Sir Andrew Murray, or Moray, lived from about 1290 to 1338. The son of Andrew Murray, who fought alongside William Wallace at Stirling Bridge, he was Guardian of Scotland for periods of the 1330s and a significant player during the 2nd War of Independence. The wider picture in Scotland at the time is set out in our Historical Timeline.
The 1328 Treaty of Edinburgh and Northampton brought to an end the 1st War of Independence, and represented a culmination of everything Robert the Bruce had been fighting for. However, it left considerable bad feeling south of the border, especially among exiled Scottish nobles who had supported the English during the wars and lost their lands as a result: and on the part of Edward III, who felt it a humiliating settlement that had been imposed on him during his minority.
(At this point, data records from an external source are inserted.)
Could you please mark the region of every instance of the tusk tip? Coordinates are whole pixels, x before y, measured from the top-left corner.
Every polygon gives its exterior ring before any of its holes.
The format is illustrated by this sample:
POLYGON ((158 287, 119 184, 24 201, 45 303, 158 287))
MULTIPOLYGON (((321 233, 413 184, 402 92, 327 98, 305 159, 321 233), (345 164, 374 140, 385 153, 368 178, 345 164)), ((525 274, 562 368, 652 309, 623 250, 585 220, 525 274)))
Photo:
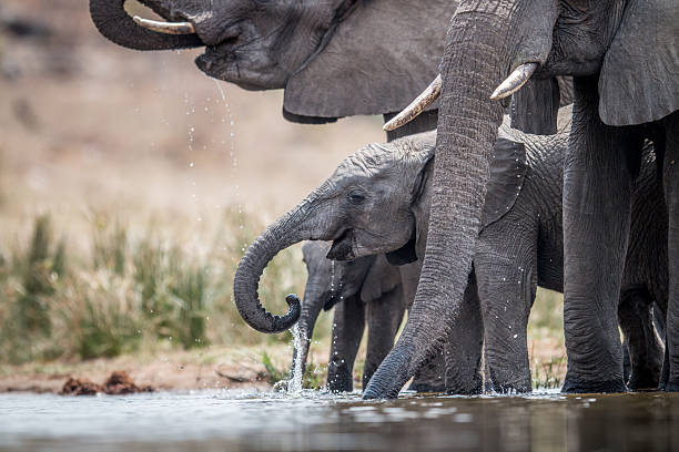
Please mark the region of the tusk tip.
POLYGON ((490 100, 491 101, 499 101, 501 99, 507 97, 508 95, 511 95, 510 92, 503 92, 503 90, 497 89, 493 92, 493 94, 490 94, 490 100))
The death of Robert the Bruce, and his succession by his five year old son David II, reopened the prospect of the disaffected Scots regaining their lands, with the support of Edward III. The attack duly came in 1332, by English forces under the command of Henry Beaumont, 4th Earl of Buchan, and Edward Balliol, the son of the former King John Balliol. They defeated the Scots at the battle of Dupplin Moor, near Perth. Amongst those killed on the Scottish side was the Guardian of the Kingdom, Donald, Earl of Mar. On 24 September 1332, Edward Balliol was crowned King of Scotland at Scone, leaving the country with two Kings: Edward Balliol and David II.
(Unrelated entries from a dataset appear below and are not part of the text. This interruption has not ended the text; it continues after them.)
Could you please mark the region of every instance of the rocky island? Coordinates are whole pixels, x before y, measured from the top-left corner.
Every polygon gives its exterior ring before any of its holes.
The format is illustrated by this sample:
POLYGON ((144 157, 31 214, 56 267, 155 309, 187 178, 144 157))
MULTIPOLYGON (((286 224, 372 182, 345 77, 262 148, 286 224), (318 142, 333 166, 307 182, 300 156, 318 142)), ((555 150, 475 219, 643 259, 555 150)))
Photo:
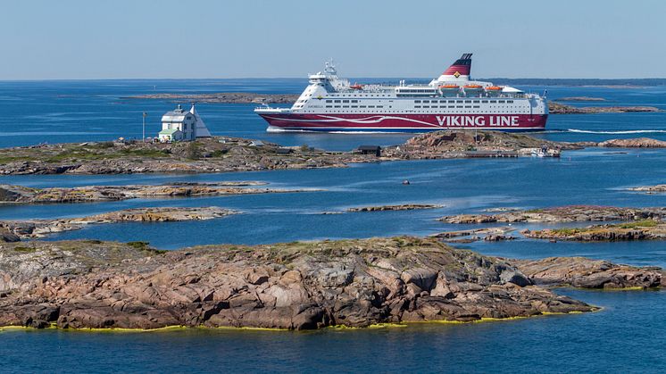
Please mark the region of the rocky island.
POLYGON ((404 144, 381 148, 379 156, 359 150, 325 151, 305 145, 285 147, 270 142, 222 137, 176 143, 87 142, 0 149, 0 175, 212 173, 343 168, 350 163, 404 160, 529 157, 544 149, 545 156, 559 157, 562 151, 586 146, 666 147, 666 142, 641 137, 566 143, 523 134, 457 129, 415 136, 404 144))
POLYGON ((569 240, 579 242, 664 240, 666 223, 644 220, 627 223, 592 225, 584 228, 524 229, 525 237, 534 239, 569 240))
POLYGON ((237 212, 215 206, 133 208, 79 218, 0 220, 0 242, 42 237, 48 234, 82 229, 87 225, 119 222, 172 222, 212 220, 237 212))
POLYGON ((263 182, 180 182, 168 185, 86 186, 32 188, 0 185, 0 204, 90 203, 147 197, 195 197, 223 195, 276 194, 314 191, 313 189, 256 188, 263 182))
POLYGON ((666 208, 625 208, 598 205, 567 205, 529 211, 509 211, 496 214, 459 214, 445 216, 446 223, 488 222, 580 222, 610 220, 661 220, 666 217, 666 208))
POLYGON ((447 130, 422 134, 404 145, 381 150, 379 157, 362 152, 329 152, 307 145, 279 145, 232 137, 193 142, 102 142, 39 145, 0 149, 0 175, 223 172, 279 169, 345 167, 378 161, 465 157, 517 157, 547 146, 579 145, 495 131, 447 130))
POLYGON ((515 263, 412 237, 169 252, 145 243, 10 243, 0 246, 0 326, 308 329, 468 322, 597 309, 535 285, 546 279, 592 287, 662 282, 655 268, 580 258, 515 263), (559 270, 561 263, 573 270, 559 270))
The Scots swiftly appointed a new Guardian. Sir Andrew Murray, Lord of Bothwell and Avoch, was the obvious choice. He was the son of Andrew Murray, who with William Wallace had defeated the English at the Battle of Stirling Bridge. And he was married to Lady Christian Bruce, sister of Robert the Bruce: making him the uncle of the young David II.
Sir Andrew first turned his attention to quelling an uprising in Galloway, the only part of Scotland to openly support Edward Balliol, who was still based at Perth. Balliol and his forces then came south to assist in Galloway. At dawn on 17 December 1332 the Scots under Sir Andrew Murray attacked Balliol's base at Annan. Edward Balliol and his supporters had to flee back to England, with Balliol, it is said, wearing only underclothes and riding a horse without a saddle.
In early 1333, Edward III intervened personally in return for the gift by Balliol of the whole of Lothian, including Edinburgh, and besieged Berwick Castle. The Scots tried to distract Edward III by raiding northern England, and it was at this time that Sir Andrew Murray was captured by the English, and imprisoned in Durham Castle. Under a replacement Guardian, Sir Archibald Douglas, the Scots forces trying to relieve Berwick Castle finally met with Edward III at the Battle of Haildon Hill on 19 July 1333. The outcome was a decisive English victory. In the aftermath, the young David II was sent to France for safety.
In 1334 the English, with a remarkable lack of forethought, allowed Sir Andrew Murray to ransom himself and return to Scotland. Here he once again attacked Edward Balliol, and once again Balliol had to flee to England. Murray then took on Edward's supporters in the North East, notably Henry Beaumont in Buchan, who he captured on 23 December 1334 before allowing him to go to England.
In the summer of 1335, Edward III, with support from Henry Beaumont, launched his largest invasion yet on Scotland, determined to secure Edward Balliol's position as undisputed king once and for all. By September 1335, Edward III had largely taken Scotland. At the end of summer, Edward III and Edward Balliol returned to England, leaving David de Strathbogie, Earl of Atholl, to finish off the remaining pockets of David II's supporters. It was in these circumstances that Sir Andrew Murray was appointed Guardian of Scotland for the second time, after a meeting of supporters of David II at Dumbarton Castle.
Sir Andrew immediately gathered all available forces and headed north to tackle David de Strathbogie, who by now was besieging Kildrummy Castle, which was held for David II by Lady Christian Bruce, Sir Andrew's wife. On 30 November 1335 Sir Andrew defeated Strathbogie's army at the Battle of Culblean, in Aberdeenshire. Although a relatively small-scale conflict compared with others of the Wars of Independence, its outcome had far-reaching consequences, negating the English gains during the summer and leaving Edward Balliol, yet again, without a kingdom.
Sir Andrew went on to defy a further invasion by Edward III in 1336, conducting a guerrilla war in which it was said that much of Aberdeenshire and Angus was turned to desert. From February 1337, Sir Andrew slowly rolled back the English influence, capturing one stronghold after another and securing most of northern Scotland even before the official "campaigning season" had started for the year: and he also recaptured his own castle at Bothwell from the English, despite considerable work by Edward III to strengthen its defences. In May, Edward Balliol went to England to appeal for military support once more, but this time Edward III's attention had turned to pursuing his claim to the Crown of France and he no longer wished to help. Despite some English strongholds remaining north of the border, Sir Andrew was able to mount a series of raids into England. He had effectively seen off the claims to the Scottish throne of Edward Balliol.